Namun kondisi saat ini, DAS Indragiri dan Batanghari dalam kategori kritis, dan sangat memprihatinkan. Pasalnya terancam oleh Limbah Bahan Berbahaya dan Beracun (B3), karena terdapat aktifitas industri pertambangan dan perkebunan monokultur skala besar serta aktifitas legal dan illegal logging di sekitar DAS ini.
Menurut pengkampanye tambang dan energi, Wahana Lingkungan Hidup Indonesia (WALHI) Sumbar, Zulpriadi, mengatakan, penyebab kerusakan hulu DAS Indragiri dan Batanghari berasal, dari massifnya perizinan industri ekstraktif yang berada di DAS.
“Saat ini terdapat 39 Izin Usaha Pertambangan (IUP) dan 1 Izin Usaha Pemanfaatan Hasil Hutan Kayu – Hutan Alam (IUPHHK – HA), dimana aktifitas industri ekstraktif, merupakan penyumbang terbesar kerusakan hulu DAS Indragiri dan Batanghari,” katanya, Rabu (7/8).
Ia mencontohkan, PLTU Ombilin yang berada di Kota Sawahlunto melakukan penumpukan abu hasil pembakaran batubara yang merupakan Limbah B3. Penumpukan Limbah B3 yang telah menjadi “gunungan”, dengan volume ratusan ribu ton dibiarkan begitu saja.

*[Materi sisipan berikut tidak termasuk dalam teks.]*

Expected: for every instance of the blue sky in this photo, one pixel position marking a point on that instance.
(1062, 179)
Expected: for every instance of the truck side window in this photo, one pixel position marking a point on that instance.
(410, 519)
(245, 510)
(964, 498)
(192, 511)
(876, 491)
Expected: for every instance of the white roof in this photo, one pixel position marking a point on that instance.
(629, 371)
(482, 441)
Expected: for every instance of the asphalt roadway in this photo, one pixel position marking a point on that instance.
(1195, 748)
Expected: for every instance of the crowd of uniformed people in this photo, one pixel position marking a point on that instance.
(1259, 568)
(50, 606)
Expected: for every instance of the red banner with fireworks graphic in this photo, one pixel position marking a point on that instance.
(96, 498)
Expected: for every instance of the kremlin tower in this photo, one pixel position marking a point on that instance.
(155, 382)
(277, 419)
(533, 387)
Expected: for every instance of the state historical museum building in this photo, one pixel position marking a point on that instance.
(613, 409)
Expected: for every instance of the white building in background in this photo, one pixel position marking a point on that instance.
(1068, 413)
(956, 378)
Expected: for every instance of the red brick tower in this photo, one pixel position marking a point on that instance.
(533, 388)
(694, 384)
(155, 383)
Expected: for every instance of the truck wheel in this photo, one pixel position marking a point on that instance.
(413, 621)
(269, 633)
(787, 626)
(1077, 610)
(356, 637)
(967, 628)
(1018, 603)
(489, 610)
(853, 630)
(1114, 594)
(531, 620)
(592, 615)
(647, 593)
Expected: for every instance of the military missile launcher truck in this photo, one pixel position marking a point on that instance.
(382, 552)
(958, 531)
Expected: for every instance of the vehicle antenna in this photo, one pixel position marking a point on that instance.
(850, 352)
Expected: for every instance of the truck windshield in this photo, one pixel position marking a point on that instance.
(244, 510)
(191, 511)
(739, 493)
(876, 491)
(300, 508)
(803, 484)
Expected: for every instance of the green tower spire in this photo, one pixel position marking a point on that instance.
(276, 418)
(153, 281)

“Ketika hujan turun limpahan air dari “gunungan” Limbah B3 PLTU Ombilin langsung, masuk ke sungai Ombilin yang hanya berjarak kurang dari 10 meter dari bibir sungai. Hal ini tentu sangat membahayakan ekosistem sungai Ombilin yang merupakan hulu DAS Indragiri,” ucapnya.
WALHI Jambi yang diwakili Staf Penguatan Data dan Informasi WALHI Jambi, Kartika Dewi TM menyatakan, bahwa dalam satu dekade terakhir, Provinsi Jambi memiliki persoalan dengan air. Sebab Sungai Batanghari yang ada di Bumi Sepucuk Jambi Sembilan Lurah, posisinya bukan lagi sebagai sumber air bersih, rumah habitat ikan tawar, dan jalur transportasi bagi masyarakat, kini justru menjadi sumber penyakit dan persoalan.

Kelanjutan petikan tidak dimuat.